The Department of Banking and Insurance need not divulge information about how car insurers set their premiums — even to a state senator.
An appeals court held Thursday that such data falls under the Open Public Records Act’s exemption for propriety commercial information, and that release of some of the documents sought by Sen. Nia Gill could lead to giving some carriers an unfair advantage over others.
The case, Gill v. Department of Banking and Insurance, A-1801-10, dates back to April 2006, when the Senate Commerce Committee that Gill chairs was preparing to hold hearings on whether carriers were using policyholders’ occupation and education — and by extension race and income — in rate determinations.
Gill requested from DOBI all documents relating to "rating-systems and underwriting rules, and any supporting documentation, presented to the department pursuant to law," regarding how carriers use policyholders’ occupations or levels of education to determine rates.
DOBI gave Gill some of what she requested: about 3,500 public records, including information regarding studies done by the insurance industry relating to utilization of either occupation or education as underwriting factors.
But DOBI withheld documents "containing proprietary financial information and/or information which, if disclosed, would provide an advantage to the insurer’s competitors."
Later in 2006, Gill asked DOBI for additional information, including "an explanation of the reasonable and demonstrable relationship between the risk characteristic of the driver insured and the hazards insured against that the department found to justify the use of levels of education and occupation in underwriting insurance."
She also asked that her committee be provided with an in camera review of the proprietary information withheld from the OPRA response.
DOBI responded that under OPRA, N.J.S.A. 47:1A-1.1, a government record does not include "trade secrets and proprietary commercial information or financial information obtained from any sources," and that the DOBI treats certain filings and information from insurers as proprietary because it is information that demonstrates how a company conducts its business and, if disclosed publicly, would give an advantage to competitors.
Gill then filed a complaint with the Government Records Council, which decides disputes over OPRA requests. The GRC in turn sent the case to the Office of Administrative Law.
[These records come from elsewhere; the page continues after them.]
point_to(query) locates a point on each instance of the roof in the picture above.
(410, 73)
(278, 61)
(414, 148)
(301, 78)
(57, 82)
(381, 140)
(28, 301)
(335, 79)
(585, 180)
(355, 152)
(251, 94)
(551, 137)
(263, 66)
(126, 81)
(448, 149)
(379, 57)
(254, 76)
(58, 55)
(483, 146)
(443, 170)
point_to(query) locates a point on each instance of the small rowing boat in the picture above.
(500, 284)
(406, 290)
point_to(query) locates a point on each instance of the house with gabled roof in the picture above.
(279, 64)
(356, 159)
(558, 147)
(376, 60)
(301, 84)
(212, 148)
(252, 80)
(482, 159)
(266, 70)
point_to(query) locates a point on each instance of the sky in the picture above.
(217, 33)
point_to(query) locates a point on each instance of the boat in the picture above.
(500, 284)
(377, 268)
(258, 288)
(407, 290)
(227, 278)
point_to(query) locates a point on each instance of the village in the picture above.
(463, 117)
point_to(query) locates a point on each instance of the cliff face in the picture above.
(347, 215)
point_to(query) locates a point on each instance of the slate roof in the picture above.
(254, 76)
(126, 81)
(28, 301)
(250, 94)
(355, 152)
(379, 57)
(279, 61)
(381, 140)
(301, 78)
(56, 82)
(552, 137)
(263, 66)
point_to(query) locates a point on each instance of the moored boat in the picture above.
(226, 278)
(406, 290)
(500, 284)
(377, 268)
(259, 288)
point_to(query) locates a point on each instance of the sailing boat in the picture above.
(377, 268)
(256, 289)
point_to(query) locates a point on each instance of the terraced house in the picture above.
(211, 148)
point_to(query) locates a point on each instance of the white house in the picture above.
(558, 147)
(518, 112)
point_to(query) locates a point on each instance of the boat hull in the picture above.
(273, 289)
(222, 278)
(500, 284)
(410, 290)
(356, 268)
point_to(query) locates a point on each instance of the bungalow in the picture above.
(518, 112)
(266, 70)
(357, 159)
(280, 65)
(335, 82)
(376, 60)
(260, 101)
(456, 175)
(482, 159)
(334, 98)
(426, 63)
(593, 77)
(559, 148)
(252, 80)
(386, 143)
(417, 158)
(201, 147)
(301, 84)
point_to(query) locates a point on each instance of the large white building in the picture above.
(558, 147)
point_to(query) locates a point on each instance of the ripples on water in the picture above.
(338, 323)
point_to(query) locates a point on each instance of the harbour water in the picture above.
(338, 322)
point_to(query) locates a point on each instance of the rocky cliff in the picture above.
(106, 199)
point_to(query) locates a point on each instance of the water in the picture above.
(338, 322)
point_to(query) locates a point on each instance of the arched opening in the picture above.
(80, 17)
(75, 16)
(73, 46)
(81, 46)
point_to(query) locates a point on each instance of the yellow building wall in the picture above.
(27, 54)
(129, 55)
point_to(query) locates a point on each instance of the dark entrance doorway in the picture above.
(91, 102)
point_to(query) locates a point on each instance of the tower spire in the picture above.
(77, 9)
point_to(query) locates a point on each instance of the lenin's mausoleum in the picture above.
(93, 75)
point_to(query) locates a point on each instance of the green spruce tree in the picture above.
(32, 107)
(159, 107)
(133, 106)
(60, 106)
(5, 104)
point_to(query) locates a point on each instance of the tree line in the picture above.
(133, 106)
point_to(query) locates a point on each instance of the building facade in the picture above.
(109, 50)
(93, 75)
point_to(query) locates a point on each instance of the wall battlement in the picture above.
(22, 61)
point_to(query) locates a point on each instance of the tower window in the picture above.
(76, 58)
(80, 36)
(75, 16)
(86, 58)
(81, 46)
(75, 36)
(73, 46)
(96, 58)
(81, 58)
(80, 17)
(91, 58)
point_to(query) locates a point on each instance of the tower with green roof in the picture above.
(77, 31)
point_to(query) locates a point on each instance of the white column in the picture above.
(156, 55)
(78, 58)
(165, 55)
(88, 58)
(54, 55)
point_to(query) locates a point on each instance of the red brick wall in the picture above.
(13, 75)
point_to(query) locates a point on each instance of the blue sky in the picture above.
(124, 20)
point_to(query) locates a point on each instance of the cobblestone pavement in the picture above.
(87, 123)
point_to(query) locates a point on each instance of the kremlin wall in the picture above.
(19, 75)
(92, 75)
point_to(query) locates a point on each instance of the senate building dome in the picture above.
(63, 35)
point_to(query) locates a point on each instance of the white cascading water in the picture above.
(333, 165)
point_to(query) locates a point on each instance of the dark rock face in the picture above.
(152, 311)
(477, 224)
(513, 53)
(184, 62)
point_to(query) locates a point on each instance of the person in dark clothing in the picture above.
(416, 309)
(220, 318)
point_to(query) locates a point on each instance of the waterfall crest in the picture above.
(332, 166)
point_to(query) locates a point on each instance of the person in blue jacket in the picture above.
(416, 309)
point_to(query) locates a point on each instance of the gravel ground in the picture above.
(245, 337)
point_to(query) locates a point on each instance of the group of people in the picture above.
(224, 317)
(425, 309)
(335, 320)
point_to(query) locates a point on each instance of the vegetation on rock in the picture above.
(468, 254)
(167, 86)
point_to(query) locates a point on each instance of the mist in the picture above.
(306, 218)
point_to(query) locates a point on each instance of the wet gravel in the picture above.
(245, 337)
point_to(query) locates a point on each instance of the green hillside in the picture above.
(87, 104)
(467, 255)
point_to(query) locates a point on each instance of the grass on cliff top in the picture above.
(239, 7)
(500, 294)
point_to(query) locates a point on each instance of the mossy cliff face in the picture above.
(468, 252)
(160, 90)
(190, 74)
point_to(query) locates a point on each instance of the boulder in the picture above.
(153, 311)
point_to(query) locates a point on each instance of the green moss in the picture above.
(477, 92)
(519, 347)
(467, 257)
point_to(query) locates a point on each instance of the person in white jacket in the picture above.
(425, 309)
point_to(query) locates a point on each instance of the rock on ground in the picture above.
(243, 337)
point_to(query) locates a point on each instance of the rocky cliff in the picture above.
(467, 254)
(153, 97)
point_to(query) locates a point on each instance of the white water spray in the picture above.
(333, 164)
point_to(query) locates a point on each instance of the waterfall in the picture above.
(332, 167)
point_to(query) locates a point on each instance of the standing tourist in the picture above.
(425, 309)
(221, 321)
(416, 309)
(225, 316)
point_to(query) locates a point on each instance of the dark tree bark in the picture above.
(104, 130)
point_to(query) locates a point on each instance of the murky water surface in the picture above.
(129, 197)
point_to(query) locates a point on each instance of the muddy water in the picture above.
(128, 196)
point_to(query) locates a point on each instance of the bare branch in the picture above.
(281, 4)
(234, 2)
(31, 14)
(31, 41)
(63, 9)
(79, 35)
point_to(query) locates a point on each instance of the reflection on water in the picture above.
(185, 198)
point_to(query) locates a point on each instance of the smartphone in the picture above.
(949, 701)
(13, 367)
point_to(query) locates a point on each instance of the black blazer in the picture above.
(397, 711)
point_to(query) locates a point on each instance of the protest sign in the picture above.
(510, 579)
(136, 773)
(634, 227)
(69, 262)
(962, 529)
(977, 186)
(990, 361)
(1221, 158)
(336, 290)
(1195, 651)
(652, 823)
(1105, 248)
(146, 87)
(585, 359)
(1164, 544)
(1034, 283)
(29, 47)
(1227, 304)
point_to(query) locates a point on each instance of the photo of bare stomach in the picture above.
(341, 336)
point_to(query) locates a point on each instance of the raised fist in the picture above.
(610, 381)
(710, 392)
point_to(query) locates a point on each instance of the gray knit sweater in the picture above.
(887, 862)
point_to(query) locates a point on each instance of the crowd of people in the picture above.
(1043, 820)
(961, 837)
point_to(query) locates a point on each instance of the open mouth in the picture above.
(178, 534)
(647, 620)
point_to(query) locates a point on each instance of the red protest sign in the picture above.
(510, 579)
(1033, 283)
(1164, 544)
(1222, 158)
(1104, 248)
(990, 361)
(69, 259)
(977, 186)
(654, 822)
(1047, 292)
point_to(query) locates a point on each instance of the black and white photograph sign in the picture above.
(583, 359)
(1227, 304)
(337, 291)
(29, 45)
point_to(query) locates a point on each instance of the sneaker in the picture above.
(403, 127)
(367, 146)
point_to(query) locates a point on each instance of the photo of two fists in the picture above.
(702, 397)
Administrative Law Judge Jeff Masin found that the documents DOBI refused to disclose were not "underwriting rules" which, under N.J.S.A. 17:29A-46.2(b), "shall be subject to public inspection." Rather, they fell under OPRA’s propriety exclusion.
After the GRC accepted Masin’s decision, Gill appealed.
Appellate Division Judges Clarkson Fisher Jr., Carmen Alvarez and Alexander Waugh Jr. said that, on its face, this case appeared to involve a conflict between two legislative declarations — one mandating that underwriting rules be subject to public inspection and the other protecting trade secrets.
The judges said they were not in a position to override an agency’s factual determinations or disregard its expertise. They also said they could discern no legal errors made by either Masin or the GRC in interpreting the two statutes.
"As observed, the GRC’s disposition recognizes that the legislative direction in N.J.S.A. 17:29A-46.2(b) does not render all materials relating to rate-making subject to public inspection, and OPRA provides an exclusion for proprietary information … such as the materials in question," they said. "Absent further clarification from the Legislature, the statutes were properly interpreted."
Gill, D-Essex, said she would not dispute the court’s ruling. "I accept the court’s opinion on the OPRA matter and will take it under advisement as we review the statutory structure," she said.
Lee Moore, a spokesman for the attorney general’s Division of Law, which represented DOBI, said officials would have no comment.
GEICO’s lawyer, Charles Fisher, of the Madison office of Windels Marx Lane & Mittendorf, did not return a telephone call or email seeking comment.